We can know this too.

And in this God  I, too, can find the confidence that will never be shaken.

(Isaiah 50)

Connection

The city flashes past my window, but I take no heed. All I want is to go home. This hasn’t been my best day for shopping. I was more than ready to quit before I’d even hardly started. I’m usually tired of the city after a few hours, but this started after a few minutes. I wonder why. I search deep to understand. If something like this happens there is usually a reason. I think it must have something to do with the city itself and how it’s such a congregating place for sin of all types. Maybe it’s the countless strange songs and strange Halloween-ish sounds issuing through store sound systems. I search for answers. Find none there.

A light turns red. I stop. Surrounded by cars full of people. Disconnected people. Hurting people. Each going his own way. Doing their own thing.

The light changes. We move forward. And then I see it.
Disconnect. It changes everything.

I’m dismayed. How did I get here and why!? There was no disconnect when I got to town this morning. There certainly is now. I search for answers, find none.

Dismay changes to steel-clad resolve. I didn’t leave home this way this morning. I’m not going home this way. Fortunately, I have a two hour drive ahead of me.

The last of the city fades away in my rear-view mirror. My iPod playlist streams music from my car speakers, courtesy of batteries and radio waves. I hardly hear it.

I wrestle with this restlessness. This separation from His heart. Magnified torment since I know I could have avoided this if I’d just paid attention. I’m ashamed now. Almost too ashamed to seek His heart. But seek it I do. Believing that He meant it when He promised that if we sought He would be found, and that He’s always near.

Trees flash by my window now, and God speaks peace to my heart. It doesn’t take as long as I expect and well before I’m halfway home the hurry is solidly replaced by the calmness I need. I call, He answers.
Always. He’s been waiting for me.
Even though I’ve grieved His heart.
He comes, tells my enemies to depart.

And I’m back where I belong. For now anyway. I wish I’d always stay here.

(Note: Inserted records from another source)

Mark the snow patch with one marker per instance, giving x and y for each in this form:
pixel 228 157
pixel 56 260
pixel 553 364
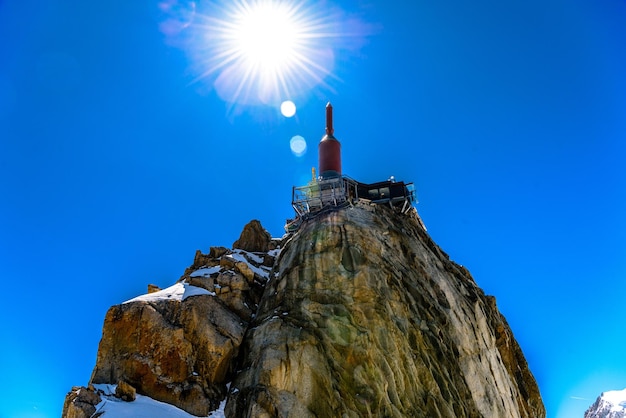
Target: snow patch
pixel 179 292
pixel 617 399
pixel 244 256
pixel 143 407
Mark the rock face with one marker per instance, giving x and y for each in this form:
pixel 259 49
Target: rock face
pixel 610 404
pixel 358 314
pixel 368 317
pixel 179 345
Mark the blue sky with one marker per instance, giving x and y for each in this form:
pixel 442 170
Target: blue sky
pixel 118 160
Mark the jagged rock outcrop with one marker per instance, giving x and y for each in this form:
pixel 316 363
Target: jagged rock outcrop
pixel 178 345
pixel 254 238
pixel 611 404
pixel 358 314
pixel 81 402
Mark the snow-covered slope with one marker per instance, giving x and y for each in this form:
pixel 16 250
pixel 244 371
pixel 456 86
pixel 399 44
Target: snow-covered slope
pixel 142 407
pixel 610 404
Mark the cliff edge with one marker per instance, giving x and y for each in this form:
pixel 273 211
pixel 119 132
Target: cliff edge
pixel 357 313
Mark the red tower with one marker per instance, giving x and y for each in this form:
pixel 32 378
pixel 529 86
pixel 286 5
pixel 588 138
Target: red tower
pixel 329 150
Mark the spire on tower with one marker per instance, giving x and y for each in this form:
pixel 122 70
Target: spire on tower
pixel 329 119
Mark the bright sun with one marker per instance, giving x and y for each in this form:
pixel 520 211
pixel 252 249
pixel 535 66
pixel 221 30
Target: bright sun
pixel 266 51
pixel 266 36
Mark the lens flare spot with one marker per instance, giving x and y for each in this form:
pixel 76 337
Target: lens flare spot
pixel 298 145
pixel 288 108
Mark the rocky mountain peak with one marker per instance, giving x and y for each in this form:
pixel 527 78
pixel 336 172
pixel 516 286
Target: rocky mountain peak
pixel 357 313
pixel 611 404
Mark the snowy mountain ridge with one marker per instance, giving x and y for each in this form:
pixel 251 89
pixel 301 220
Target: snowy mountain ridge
pixel 611 404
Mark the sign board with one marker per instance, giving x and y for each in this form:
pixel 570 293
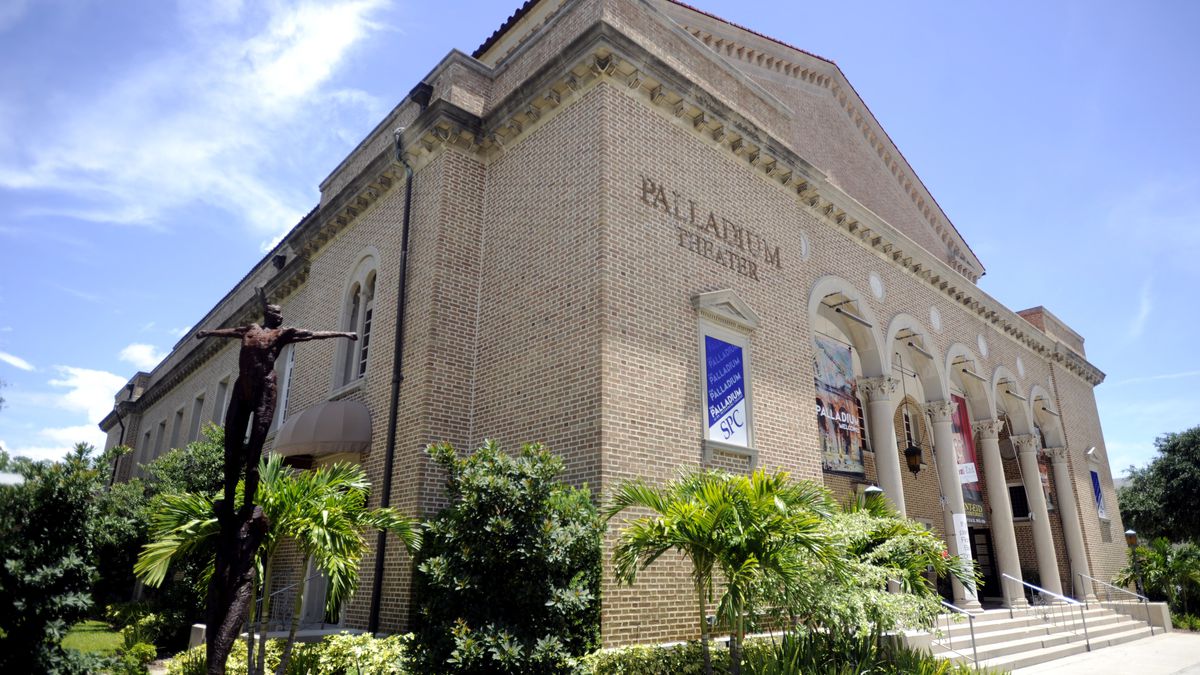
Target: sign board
pixel 726 392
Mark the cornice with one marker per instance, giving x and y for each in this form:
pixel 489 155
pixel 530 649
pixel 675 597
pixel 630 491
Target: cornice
pixel 863 120
pixel 605 54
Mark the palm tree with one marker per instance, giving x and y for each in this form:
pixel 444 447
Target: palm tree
pixel 688 517
pixel 778 530
pixel 323 511
pixel 1170 572
pixel 753 529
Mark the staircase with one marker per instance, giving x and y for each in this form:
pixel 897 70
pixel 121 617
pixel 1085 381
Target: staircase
pixel 1009 639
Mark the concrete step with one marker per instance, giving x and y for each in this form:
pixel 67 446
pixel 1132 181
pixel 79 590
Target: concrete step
pixel 1006 645
pixel 961 629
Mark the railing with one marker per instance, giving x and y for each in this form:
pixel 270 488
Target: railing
pixel 1057 614
pixel 949 638
pixel 1108 597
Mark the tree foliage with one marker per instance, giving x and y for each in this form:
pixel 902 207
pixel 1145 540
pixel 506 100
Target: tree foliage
pixel 781 551
pixel 47 531
pixel 1162 500
pixel 1168 572
pixel 324 512
pixel 509 573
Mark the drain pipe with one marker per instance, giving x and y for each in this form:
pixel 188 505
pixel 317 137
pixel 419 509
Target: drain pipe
pixel 420 94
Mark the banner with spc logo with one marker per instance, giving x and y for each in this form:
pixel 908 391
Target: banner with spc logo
pixel 841 437
pixel 725 375
pixel 965 458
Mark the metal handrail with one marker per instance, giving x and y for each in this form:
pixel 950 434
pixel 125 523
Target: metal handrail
pixel 1141 599
pixel 949 645
pixel 1069 602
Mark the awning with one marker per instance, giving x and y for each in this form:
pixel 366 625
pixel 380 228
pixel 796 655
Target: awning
pixel 325 429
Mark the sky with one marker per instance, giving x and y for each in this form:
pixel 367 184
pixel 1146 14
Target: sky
pixel 151 151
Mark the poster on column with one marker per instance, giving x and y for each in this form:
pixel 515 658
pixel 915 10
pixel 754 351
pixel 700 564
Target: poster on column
pixel 726 389
pixel 965 458
pixel 841 437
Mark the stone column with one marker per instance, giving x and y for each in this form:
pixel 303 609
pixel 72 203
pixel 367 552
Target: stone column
pixel 881 405
pixel 1003 535
pixel 952 495
pixel 1027 448
pixel 1068 512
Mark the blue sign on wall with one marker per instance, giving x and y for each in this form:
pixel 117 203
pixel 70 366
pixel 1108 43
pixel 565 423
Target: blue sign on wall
pixel 1099 496
pixel 725 374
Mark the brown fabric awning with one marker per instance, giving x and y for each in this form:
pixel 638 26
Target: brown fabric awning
pixel 325 429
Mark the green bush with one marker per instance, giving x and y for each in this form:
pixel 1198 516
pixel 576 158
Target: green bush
pixel 336 655
pixel 509 574
pixel 346 653
pixel 135 659
pixel 1186 621
pixel 811 653
pixel 46 573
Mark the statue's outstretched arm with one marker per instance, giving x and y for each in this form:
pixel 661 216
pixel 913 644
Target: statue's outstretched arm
pixel 222 333
pixel 301 335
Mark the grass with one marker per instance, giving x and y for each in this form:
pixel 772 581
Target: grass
pixel 93 637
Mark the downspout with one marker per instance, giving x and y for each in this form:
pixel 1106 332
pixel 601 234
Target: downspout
pixel 117 411
pixel 420 94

Times like these are getting rarer. Rarer enough that I can actually tell when my heart has gone astray. This life requires so much more than I could ever give. Connection to Heaven is a necessity. A necessity I love.

Each day that I seek to know His heart is a day in which I never want to know anything else. He always amazes me.

I didn’t skip that this morning. But somewhere between home and town I forgot that I can’t even walk without Him holding my hand. Dreadful to forget this. For when I forget this, I forget Him.

I’m asking Him now to keep me ever closer by His side, to remind me often just how much I need Him (Every moment. Every day.), and to never let me go.

It’s only through knowing Him that I can want to know yet more. It’s only through a heart connection with Infinite Love that I can even remember why I love, live, pray.

And it’s only through this that I can be at rest and full of gratitude. He gives the gifts. He gives the gratitude too.

It’s only through this that life is truly lived.